Outrage toward the meat industry is by no means a new issue. Books, documentaries and even undercover videos have exposed flaws within the system, often inciting outrage and, in some cases, spurring laws to protect the food industry from the public’s prying eye.
Yet this clip from a 2011 documentary called "Samsara" explores modern food processing through a more artistic approach. Devoid of any dialogue, this six-minute series of vignettes takes the viewer on a journey through poultry, cattle and pork facilities, a grocery store, a fast food restaurant and ends with a doctor’s visit. There are no shots of pigs being beaten, or activists rallying for better animal welfare.

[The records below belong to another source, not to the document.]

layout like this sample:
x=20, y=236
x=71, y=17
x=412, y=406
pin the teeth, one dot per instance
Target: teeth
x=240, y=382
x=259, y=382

Despite the stunning clip, "Samsara" is not solely about the food industry. In fact, the filmmakers claim to not have any agenda whatsoever. “Our film is more about feelings and an inner journey than an intellectual experience,” "Samsara" producer Mark Magidson told the New York Times. “We’re not trying to say anything.”
The film’s website explains that samsara means “the ever turning wheel of life” in Sanskrit, and is meant to showcase “the point of departure for the filmmakers as they search for the elusive current of interconnection that runs through our lives.” It was shot in 25 different countries over a period of five years in an attempt to express “how our life cycle mirrors the rhythm of the planet.”